Annie Dillard–a character Sketch

January 28, 2009

            One evening when I was still in elementary school, my sister overheard my brother trying to convince me to say the words, “I’m a man.” Thinking it funny and seeing my reluctance to say them, she said loudly, “I’m a man!” I was shocked. Years later my sister, Maureen, but called Mo, and I still remember the moment. Any day when one of us needs cheering, the words “I’m a man” will usually do the trick.

            We were watching television together once when an underwear commercial featuring an attractive male model came on. “Mo,” I said, trying my utmost not to laugh, “that’s you.” Two days later was my birthday. The card she gave to me had a crayon drawing of muscled, beefy man. The caption read simply, “Happy Birthday to a beautiful man. PS that drawing is you.”

            Mo is five-and-a-half years my senior and my best friend.
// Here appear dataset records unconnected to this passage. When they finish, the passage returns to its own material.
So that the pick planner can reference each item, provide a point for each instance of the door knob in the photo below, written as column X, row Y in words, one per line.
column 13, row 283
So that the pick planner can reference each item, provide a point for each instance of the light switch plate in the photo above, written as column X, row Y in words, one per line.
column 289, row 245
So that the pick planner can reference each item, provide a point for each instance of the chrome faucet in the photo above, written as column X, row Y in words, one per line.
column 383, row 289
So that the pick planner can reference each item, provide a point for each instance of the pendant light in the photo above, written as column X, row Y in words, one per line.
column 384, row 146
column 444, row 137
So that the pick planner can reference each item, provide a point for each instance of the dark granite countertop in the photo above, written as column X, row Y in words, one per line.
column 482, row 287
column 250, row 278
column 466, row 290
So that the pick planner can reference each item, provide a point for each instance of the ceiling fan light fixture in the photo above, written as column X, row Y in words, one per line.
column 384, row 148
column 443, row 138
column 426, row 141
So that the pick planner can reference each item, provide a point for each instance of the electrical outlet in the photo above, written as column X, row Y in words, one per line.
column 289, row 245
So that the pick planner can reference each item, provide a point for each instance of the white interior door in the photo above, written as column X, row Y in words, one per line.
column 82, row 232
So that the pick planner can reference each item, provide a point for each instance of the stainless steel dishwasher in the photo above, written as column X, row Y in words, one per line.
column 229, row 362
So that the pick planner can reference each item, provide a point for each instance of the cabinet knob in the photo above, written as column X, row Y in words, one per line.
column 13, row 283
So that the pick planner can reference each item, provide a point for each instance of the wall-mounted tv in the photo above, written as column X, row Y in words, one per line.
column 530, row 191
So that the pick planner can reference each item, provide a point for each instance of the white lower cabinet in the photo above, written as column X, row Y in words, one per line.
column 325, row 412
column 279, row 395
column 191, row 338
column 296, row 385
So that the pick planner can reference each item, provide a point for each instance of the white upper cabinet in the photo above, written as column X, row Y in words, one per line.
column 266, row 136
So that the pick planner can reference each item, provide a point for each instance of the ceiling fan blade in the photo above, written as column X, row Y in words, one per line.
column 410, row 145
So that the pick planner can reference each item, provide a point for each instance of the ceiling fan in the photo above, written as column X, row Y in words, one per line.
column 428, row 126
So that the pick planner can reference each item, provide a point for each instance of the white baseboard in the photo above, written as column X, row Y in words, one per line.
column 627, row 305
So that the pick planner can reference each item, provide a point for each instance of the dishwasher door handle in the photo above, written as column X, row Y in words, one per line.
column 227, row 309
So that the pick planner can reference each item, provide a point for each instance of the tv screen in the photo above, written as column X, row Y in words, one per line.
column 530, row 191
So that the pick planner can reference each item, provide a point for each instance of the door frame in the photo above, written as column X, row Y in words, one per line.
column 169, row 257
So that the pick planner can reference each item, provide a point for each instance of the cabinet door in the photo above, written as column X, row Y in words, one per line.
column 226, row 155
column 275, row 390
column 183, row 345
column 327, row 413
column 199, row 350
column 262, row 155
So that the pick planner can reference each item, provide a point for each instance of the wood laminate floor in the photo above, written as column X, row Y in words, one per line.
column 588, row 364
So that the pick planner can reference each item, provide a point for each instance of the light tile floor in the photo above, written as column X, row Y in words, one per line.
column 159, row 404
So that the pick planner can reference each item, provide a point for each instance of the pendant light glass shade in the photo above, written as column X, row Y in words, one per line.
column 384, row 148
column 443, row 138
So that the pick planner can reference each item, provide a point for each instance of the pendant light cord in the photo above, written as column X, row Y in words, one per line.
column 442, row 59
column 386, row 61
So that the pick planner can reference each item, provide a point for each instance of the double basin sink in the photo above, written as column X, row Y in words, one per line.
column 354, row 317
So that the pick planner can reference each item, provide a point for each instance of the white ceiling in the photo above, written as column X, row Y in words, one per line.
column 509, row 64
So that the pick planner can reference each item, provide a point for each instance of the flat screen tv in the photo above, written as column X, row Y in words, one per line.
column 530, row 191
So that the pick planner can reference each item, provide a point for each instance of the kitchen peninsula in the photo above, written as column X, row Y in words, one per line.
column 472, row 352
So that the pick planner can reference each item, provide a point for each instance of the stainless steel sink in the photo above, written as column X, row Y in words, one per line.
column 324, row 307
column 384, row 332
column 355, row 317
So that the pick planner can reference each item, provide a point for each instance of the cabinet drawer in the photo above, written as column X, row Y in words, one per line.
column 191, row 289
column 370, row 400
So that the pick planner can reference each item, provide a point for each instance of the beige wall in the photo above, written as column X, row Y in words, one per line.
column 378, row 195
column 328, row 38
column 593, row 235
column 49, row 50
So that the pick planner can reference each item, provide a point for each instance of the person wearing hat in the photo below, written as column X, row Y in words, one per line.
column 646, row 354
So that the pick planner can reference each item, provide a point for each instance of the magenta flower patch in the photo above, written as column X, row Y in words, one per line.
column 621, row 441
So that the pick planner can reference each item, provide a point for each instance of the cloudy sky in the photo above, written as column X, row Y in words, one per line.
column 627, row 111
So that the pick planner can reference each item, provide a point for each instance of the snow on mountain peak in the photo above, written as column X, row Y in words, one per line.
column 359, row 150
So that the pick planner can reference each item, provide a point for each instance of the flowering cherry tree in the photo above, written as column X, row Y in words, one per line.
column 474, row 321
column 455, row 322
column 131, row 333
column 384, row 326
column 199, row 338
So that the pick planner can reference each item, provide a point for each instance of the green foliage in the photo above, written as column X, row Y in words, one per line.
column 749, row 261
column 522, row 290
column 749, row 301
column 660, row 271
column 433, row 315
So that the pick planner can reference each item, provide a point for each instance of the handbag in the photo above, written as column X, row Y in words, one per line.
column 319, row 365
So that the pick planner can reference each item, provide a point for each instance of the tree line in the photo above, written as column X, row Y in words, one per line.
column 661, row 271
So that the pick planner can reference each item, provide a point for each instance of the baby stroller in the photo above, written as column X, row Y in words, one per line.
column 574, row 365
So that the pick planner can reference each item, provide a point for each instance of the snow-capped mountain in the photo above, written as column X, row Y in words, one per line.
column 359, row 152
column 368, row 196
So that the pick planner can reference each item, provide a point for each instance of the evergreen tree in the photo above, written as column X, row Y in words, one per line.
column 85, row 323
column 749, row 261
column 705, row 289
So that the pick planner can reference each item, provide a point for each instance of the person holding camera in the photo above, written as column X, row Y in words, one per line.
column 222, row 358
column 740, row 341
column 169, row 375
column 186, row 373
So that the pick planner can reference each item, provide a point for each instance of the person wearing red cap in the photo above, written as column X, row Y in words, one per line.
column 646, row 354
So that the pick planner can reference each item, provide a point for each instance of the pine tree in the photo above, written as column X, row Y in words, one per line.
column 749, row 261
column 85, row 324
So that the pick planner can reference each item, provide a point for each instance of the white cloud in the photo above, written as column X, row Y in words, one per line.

Her quirky ideas about god, boys, food, and the universe have affected me greatly. When she was in high school, she stopped eating meat—and I eventually did the same. For a short time, she was a devout Christian. Although I gave it up sooner, I, too was religious for a short time. Mo said to me once, “No one else exists. You probably just made them up. So don’t feel guilty when you don’t like people back. Sometimes that’s how it goes.” Her idea that no one else is real stands in conflict with her adamant belief in human rights, her hate of oppression and government, her belief that people are more than the sum of their possessions.

            I told her a dream in which the boy I liked and I were together. She told me that she thought that dreams were real, but that they happened on a different plane. “I wish it was this plane,” I said.

            “I know, Mollsie,” she said. “But you should just be happy that the you on the different plane is with him. Maybe that Molly is dreaming of being with someone better, and that will happen soon here.” I never could quite manage to be happy for the ‘other Molly’ or to believe that my dreams were real, but her optimism was contagious.

            In an attempt to look more like sisters, I cut my hair, died it brown, and convinced her to buy blue contacts. But though born sisters, it was never our fate to look related; Mo is taller, her hair is straighter and darker, her eyes almond-shaped and brown, while I am shorter, with wavy blonde hair and wide blue eyes—and hair dye and blue contacts can’t change that. Our minds work in different ways, but we are nearly always in tune to each other.

1 Response so far »

  1. 1

    Jason said,

    Hey, just a little tip on your design, and no offense is intended – it is kind of difficult to read that lighter colored text on a white background. It strains the eyes.